The great Viv Richards amassed 892 runs in his first Test series in England in 1976, including 232 at Trent Bridge and 291 at The Oval (source – Reuters)
209* by Basil Butcher, Third Test, Trent Bridge, 1966
Despite conceding a first-innings lead of 90, the West Indies emerged victorious by 139 runs to take a 2-0 lead in the five-Test series. The chief architect of this win was Butcher, who came in at 65/2 in the second innings and shared in century stands for the third, fourth and fifth wickets. He faced 416 balls and struck 22 fours during his 461-minute stay, which enabled captain Sobers ( who scored 94) to declare at 482/5.

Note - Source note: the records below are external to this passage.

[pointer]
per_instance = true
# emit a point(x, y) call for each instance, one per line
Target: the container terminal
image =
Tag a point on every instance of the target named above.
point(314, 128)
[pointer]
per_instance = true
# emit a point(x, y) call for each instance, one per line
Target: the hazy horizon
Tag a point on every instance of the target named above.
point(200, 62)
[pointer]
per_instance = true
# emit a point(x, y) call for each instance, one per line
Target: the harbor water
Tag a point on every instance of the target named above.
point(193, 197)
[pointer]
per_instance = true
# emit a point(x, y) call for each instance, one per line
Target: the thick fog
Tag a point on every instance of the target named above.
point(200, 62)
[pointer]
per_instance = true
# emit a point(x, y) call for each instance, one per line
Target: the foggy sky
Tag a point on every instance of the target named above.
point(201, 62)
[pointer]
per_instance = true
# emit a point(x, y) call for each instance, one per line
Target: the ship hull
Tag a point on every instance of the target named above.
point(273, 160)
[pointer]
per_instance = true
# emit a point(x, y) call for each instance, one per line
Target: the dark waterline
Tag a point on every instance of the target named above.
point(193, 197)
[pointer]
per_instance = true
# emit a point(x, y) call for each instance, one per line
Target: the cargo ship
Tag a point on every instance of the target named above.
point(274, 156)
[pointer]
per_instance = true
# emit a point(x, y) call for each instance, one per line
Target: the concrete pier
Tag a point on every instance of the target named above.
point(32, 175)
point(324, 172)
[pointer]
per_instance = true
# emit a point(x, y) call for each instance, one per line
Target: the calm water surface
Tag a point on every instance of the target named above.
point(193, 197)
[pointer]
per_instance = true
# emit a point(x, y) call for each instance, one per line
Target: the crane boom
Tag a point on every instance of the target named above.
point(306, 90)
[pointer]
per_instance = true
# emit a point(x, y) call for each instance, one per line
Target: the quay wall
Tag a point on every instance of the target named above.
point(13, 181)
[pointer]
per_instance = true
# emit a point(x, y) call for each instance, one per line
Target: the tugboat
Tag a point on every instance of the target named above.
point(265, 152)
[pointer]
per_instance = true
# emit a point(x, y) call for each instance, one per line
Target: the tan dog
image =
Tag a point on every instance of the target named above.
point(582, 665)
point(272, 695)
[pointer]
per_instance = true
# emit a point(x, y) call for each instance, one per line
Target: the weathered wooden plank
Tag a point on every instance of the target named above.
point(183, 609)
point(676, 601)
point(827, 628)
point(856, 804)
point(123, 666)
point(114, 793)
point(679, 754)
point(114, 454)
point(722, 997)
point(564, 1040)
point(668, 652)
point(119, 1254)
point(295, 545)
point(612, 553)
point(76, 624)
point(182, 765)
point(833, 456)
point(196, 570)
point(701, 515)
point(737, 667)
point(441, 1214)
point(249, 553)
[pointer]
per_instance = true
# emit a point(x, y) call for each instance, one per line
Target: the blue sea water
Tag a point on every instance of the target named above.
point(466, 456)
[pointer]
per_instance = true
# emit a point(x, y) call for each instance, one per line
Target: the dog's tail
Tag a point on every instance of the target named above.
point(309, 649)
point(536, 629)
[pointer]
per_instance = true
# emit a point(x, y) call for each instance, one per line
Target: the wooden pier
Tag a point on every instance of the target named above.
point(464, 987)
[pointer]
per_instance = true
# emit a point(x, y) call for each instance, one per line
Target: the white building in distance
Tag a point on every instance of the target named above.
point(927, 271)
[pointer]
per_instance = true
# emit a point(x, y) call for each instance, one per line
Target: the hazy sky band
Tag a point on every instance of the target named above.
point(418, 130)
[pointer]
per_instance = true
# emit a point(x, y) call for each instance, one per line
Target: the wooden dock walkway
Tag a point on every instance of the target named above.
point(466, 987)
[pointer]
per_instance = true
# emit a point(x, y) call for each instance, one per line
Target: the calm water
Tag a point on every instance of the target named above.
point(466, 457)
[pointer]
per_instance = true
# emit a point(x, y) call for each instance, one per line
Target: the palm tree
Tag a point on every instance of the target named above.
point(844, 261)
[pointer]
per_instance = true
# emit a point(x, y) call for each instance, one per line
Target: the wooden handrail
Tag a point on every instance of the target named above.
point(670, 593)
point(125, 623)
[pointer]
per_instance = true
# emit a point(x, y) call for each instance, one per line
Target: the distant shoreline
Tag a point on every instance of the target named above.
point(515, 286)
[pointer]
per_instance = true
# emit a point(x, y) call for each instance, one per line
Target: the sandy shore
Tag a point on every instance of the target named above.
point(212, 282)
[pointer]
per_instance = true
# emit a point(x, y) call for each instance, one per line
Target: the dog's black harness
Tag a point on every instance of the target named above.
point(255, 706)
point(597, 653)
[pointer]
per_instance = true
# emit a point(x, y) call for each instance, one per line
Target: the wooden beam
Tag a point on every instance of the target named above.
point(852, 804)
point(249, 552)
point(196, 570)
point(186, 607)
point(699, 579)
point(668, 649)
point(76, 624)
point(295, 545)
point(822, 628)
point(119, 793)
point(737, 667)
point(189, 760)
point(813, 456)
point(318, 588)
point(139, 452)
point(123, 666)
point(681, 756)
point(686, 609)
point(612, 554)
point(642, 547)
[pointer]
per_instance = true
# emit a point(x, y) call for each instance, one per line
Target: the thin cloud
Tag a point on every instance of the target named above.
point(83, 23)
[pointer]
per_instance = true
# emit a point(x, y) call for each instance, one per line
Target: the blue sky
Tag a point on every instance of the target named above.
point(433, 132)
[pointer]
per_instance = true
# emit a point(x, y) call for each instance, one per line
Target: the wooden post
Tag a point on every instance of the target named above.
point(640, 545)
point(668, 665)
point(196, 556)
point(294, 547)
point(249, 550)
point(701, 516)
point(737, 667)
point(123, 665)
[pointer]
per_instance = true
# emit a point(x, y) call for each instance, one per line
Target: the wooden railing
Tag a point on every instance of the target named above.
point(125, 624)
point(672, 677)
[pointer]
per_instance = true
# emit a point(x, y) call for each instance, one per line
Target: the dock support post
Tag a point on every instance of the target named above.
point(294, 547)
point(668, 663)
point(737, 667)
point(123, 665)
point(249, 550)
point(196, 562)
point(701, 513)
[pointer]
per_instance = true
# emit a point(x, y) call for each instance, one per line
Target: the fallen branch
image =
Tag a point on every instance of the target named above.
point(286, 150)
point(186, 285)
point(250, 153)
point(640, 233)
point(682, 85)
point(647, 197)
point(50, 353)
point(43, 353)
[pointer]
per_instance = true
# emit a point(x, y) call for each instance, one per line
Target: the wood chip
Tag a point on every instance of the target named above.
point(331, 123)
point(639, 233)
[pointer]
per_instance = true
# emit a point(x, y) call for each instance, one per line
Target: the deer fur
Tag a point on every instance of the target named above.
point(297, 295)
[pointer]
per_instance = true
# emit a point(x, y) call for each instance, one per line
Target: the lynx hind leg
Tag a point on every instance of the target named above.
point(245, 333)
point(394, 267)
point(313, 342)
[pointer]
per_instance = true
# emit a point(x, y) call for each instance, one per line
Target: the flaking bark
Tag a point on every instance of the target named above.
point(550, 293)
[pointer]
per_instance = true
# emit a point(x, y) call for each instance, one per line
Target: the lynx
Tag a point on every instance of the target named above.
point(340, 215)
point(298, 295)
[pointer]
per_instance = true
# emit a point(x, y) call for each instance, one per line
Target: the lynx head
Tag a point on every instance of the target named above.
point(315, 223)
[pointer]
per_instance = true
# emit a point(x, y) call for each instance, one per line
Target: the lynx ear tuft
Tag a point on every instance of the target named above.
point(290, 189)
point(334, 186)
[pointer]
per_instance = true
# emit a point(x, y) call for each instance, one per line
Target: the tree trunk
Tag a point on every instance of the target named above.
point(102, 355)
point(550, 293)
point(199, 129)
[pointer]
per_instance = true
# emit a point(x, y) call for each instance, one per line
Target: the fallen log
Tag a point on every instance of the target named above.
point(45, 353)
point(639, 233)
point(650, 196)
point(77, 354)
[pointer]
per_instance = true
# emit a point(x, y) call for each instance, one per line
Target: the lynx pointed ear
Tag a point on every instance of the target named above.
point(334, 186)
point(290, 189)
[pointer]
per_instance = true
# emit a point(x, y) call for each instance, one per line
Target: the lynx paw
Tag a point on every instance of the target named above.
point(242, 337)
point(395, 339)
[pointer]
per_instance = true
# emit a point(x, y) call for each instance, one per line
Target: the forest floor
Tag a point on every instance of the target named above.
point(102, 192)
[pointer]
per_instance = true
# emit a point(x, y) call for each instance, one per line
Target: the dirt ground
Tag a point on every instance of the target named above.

232 by Vivian Richards, First Test, Trent Bridge, 1976
Trent Bridge continued to be the favoured ground for West Indian batsmen to notch big scores, as Richards joined the list in his first Test in England. The Antiguan took charge for 438 minutes, in the course of which he faced 313 balls and hit 31 fours and four sixes. He was fourth out at 408, after having put on 303 with Alvin Kallicharran (97). The West Indies finished at 494, but the match was drawn.
291 by Vivian Richards, Fifth Test, The Oval, 1976
The West Indies had secured an unassailable 2-0 lead coming into this final Test, but Richards was not done yet – he would finish the series with 892 runs. He bettered his Trent Bridge effort with a career-best show – his 472-minute innings consumed just 386 balls and was studded with 38 fours. The final total swelled to 687/8, after which Michael Holding (14/149) ensured a 231-run win for the visitors.
214* by Gordon Greenidge, Second Test, Lord’s, 1984
Buoyed by an innings win at Edgbaston, the West Indies rode on a breathtaking innings from Greenidge to make short work of a seemingly imposing target of 342. The Barbadian opener carted the English bowling all around Lord’s, facing just 242 balls in a little over five hours. He smashed 29 fours and two sixes, and his second-wicket stand of 287* with Larry Gomes (92*) completed the chase in just 66.1 overs.
223 by Gordon Greenidge, Fourth Test, Old Trafford, 1984
Greenidge scored his second double hundred of the series, which would result in a 5-0 clean sweep for the West Indies. This time he batted for nine hours and 45 minutes for his 425-ball knock, which included 30 fours. He steered the total from 70/4 towards 500, adding 197 for the fifth wicket with Jeff Dujon (101) and 170 for the sixth Winston Davis (77). The West Indies cruised home by an innings and 64 runs.